4.  Struktur Organisasi Sekolah Untuk membuat struktur organisasi hendaknya mempertimbangkan besar kecilnya organisasi yang akan dibuat. Dalam teorinya ada tiga bentuk struktur organisasi yaitu organisasi sangat besar, organisasi besar, organisasi sedang, dan organisasi kecil serta organisasi sangat kecil. Jadi sturktur organisasi yang dibuat ini adalah struktur organisasi yang sangat kecil. 

B. MANAJEMEN ORGANISASI 

1.   Manajemen Kepegawaian 

Manajemen Kepegawaian terdiri dari kata yaitu manajemen dan kepegawaian; Manajemen adalah suatu proses pencapaian tujuan yang telah ditetapkan melalui kerjasama dengan orang lain. Proses manajemen ini terdiri dari perencanaan, pengorganisasian, memotifasi, pengawasan, dan pengambilan keputusan. Kepegawaian adalah seluruh kegiatan yang berhubungan dengan kepentingan pegawai sebagaiman termuat dalam UU No.8 Tahun 1974 tentang Pokok-pokok Kepegawaian. Pegawai adalah setiap orang menyumbangkan jasanya pada suatu badan usaha baik kepada badan usaha swasta maupun kepada badan usaha pemerintah. Manajemen kepegawaian dianggap sama dengan manajemen tenaga kerja, manajemen industry, administrasi kepegawaian dan manajemen perburuhan. Manajemen kepegawaian membicarakan masalah sumber daya manusia dalam suatu kerjasama ini mempunyai cirri-ciri antara lain: 1. Adanya hubungan kerja 2. Adanya hubungan masalah pengadaan dan penerimaan pegawai 3. Adanya masalah imbalan jasa terhadap prestasi kerja 
Adapun fungsi operasional manajemen kepegawaian antara lain: 
  • Pengadaan, memperoleh jumlah dan jenis yang tepat untuk mencapai tujuan organisasi. 
  • Pengembangan, dilakukan untuk meningkatkan keterampilan lewat latihan yang diperlukan untuk dapat menjalankan tugas. 
  • Kompensasi, pemberian penghargaan yang adil dan layak terhadap karyawan dengan keinginan organisasi dan masyarakat. 
  • Integrasi, menyesuaikan keinginan para kasryawan dengan keinginan organisasi dan masyarakat. 
  • Pemeliharaan, mempertahankan dan meningkatkan kondisi yang telah ada. Walaupun dari beberapa penjelasan diatas lebih menitikberatkan pada manajemen kepegawaian yang berbasis industry namun ada beberapa hal yang penyusun angga sama, seperti hal nya pengadaan, pengembangan, kompensasi, dan pemeliharaan kualitas pegawai. 

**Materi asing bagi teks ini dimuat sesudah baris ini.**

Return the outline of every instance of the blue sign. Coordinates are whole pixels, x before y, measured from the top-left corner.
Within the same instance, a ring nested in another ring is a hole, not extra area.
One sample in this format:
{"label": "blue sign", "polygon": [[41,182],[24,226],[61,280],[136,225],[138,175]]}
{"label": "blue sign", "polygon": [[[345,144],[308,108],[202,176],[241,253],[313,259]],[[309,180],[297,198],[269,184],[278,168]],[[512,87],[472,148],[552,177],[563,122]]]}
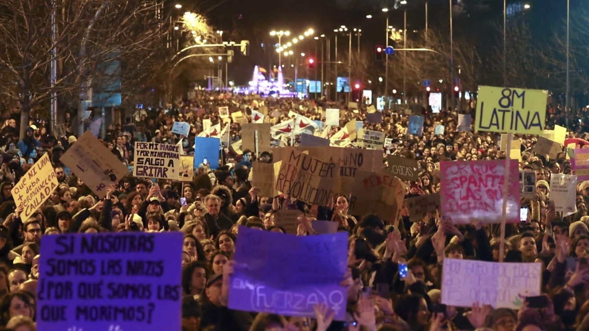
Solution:
{"label": "blue sign", "polygon": [[194,138],[194,168],[206,158],[209,167],[214,170],[219,167],[219,147],[221,140],[219,138],[197,137]]}
{"label": "blue sign", "polygon": [[38,329],[180,330],[182,236],[44,236]]}
{"label": "blue sign", "polygon": [[312,317],[313,306],[325,303],[345,320],[347,250],[346,233],[297,236],[240,226],[229,307]]}

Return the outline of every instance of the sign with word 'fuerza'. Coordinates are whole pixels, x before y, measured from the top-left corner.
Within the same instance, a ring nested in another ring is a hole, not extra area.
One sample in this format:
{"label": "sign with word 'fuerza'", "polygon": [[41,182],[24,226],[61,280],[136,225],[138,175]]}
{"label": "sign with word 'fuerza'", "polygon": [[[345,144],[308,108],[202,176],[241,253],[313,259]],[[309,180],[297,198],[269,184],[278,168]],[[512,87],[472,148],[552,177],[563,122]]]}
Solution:
{"label": "sign with word 'fuerza'", "polygon": [[135,143],[134,176],[178,180],[180,162],[178,145]]}
{"label": "sign with word 'fuerza'", "polygon": [[297,236],[240,227],[229,307],[313,317],[313,306],[325,303],[345,320],[347,250],[346,233]]}
{"label": "sign with word 'fuerza'", "polygon": [[472,307],[475,302],[494,308],[519,309],[526,297],[540,295],[540,263],[499,263],[445,259],[442,303]]}
{"label": "sign with word 'fuerza'", "polygon": [[475,129],[541,134],[547,97],[541,90],[479,86]]}
{"label": "sign with word 'fuerza'", "polygon": [[[519,221],[519,173],[517,160],[509,161],[507,223]],[[505,160],[440,162],[441,214],[454,224],[501,221]]]}
{"label": "sign with word 'fuerza'", "polygon": [[64,234],[41,241],[39,330],[180,329],[181,233]]}

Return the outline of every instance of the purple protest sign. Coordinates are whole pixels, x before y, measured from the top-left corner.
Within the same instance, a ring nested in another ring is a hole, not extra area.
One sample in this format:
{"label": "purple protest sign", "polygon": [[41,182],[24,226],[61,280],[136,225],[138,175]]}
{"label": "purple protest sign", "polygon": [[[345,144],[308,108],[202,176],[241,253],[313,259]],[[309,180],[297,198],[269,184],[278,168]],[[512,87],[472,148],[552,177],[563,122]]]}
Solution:
{"label": "purple protest sign", "polygon": [[231,279],[231,309],[315,317],[325,303],[345,320],[348,234],[297,236],[240,227]]}
{"label": "purple protest sign", "polygon": [[44,236],[41,241],[38,329],[180,329],[181,233]]}
{"label": "purple protest sign", "polygon": [[[505,160],[442,161],[440,202],[442,216],[454,224],[501,222]],[[518,161],[509,160],[507,223],[519,221],[519,172]]]}

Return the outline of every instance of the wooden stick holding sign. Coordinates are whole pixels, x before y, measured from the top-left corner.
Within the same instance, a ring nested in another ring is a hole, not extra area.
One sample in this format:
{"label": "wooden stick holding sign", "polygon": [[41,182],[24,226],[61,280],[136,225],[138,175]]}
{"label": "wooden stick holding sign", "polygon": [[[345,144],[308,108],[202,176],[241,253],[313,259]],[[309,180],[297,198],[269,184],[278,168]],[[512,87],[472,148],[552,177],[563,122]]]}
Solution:
{"label": "wooden stick holding sign", "polygon": [[507,215],[507,193],[509,189],[509,152],[511,151],[511,140],[513,134],[507,134],[507,150],[505,151],[505,168],[503,173],[503,210],[501,212],[501,236],[499,237],[499,262],[503,262],[505,249],[505,223]]}

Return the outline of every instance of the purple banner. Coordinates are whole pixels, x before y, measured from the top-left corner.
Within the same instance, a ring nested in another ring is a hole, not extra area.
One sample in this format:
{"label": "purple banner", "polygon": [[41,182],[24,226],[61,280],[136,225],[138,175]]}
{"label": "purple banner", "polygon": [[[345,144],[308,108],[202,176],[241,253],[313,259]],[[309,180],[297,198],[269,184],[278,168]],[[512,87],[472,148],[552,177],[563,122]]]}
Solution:
{"label": "purple banner", "polygon": [[180,329],[182,233],[41,241],[38,330]]}
{"label": "purple banner", "polygon": [[325,303],[345,320],[348,234],[307,237],[240,227],[229,308],[315,317]]}

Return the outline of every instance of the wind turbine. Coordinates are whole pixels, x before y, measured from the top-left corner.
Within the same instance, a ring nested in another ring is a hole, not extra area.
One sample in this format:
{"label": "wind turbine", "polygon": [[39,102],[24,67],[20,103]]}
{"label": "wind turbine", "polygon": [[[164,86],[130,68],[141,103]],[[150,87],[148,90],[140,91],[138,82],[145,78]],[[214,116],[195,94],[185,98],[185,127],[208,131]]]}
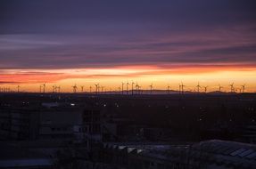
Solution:
{"label": "wind turbine", "polygon": [[197,93],[200,93],[201,85],[199,84],[199,82],[198,82],[198,84],[197,84],[197,85],[195,87],[197,88]]}
{"label": "wind turbine", "polygon": [[245,90],[245,84],[244,84],[242,86],[242,93],[244,93],[244,90]]}
{"label": "wind turbine", "polygon": [[181,93],[184,93],[184,87],[185,87],[185,86],[186,86],[186,85],[183,84],[183,82],[181,82]]}
{"label": "wind turbine", "polygon": [[103,93],[104,86],[102,86],[102,93]]}
{"label": "wind turbine", "polygon": [[219,84],[219,92],[221,92],[221,89],[223,89],[223,86],[221,86],[220,84]]}
{"label": "wind turbine", "polygon": [[57,89],[58,89],[58,93],[61,93],[61,86],[60,85],[57,87]]}
{"label": "wind turbine", "polygon": [[208,88],[208,85],[206,85],[206,86],[203,86],[203,88],[204,88],[204,93],[207,93],[207,88]]}
{"label": "wind turbine", "polygon": [[45,84],[46,84],[46,83],[43,84],[43,93],[45,93]]}
{"label": "wind turbine", "polygon": [[230,86],[230,93],[234,93],[235,92],[234,83],[230,84],[229,86]]}
{"label": "wind turbine", "polygon": [[75,84],[75,85],[72,86],[72,87],[73,87],[73,93],[77,93],[77,89],[78,89],[77,84]]}
{"label": "wind turbine", "polygon": [[124,94],[124,83],[122,82],[122,94]]}
{"label": "wind turbine", "polygon": [[128,94],[128,85],[129,85],[129,83],[127,82],[127,94]]}
{"label": "wind turbine", "polygon": [[132,81],[131,83],[131,94],[133,95],[133,85],[135,84],[135,83]]}
{"label": "wind turbine", "polygon": [[178,84],[178,93],[181,93],[181,84]]}
{"label": "wind turbine", "polygon": [[153,92],[153,83],[151,83],[151,84],[149,85],[150,87],[150,93],[152,94],[152,92]]}
{"label": "wind turbine", "polygon": [[95,84],[95,93],[98,94],[99,84]]}
{"label": "wind turbine", "polygon": [[56,85],[53,85],[53,93],[55,93],[55,90],[56,90]]}
{"label": "wind turbine", "polygon": [[139,93],[139,85],[137,84],[137,82],[136,83],[136,93],[138,94]]}
{"label": "wind turbine", "polygon": [[170,88],[170,87],[169,87],[169,85],[168,84],[168,85],[167,85],[167,93],[168,93],[168,94],[169,93],[169,88]]}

Secara umum dalam manajemen kepegawaian sekolah terdiri atas dua jenis yaitu tenaga edukatif atau akademik, dengan kategori guru tetap/PNS, guru tidak tetap, guru honorer, dan guru bantu. Dan yang kedua, tenaga non edukatif sebagai penunjang pelaksaan organisasi seperti halnya tata usaha, tenaga kepustakaan, administrasi, dan keamanan. 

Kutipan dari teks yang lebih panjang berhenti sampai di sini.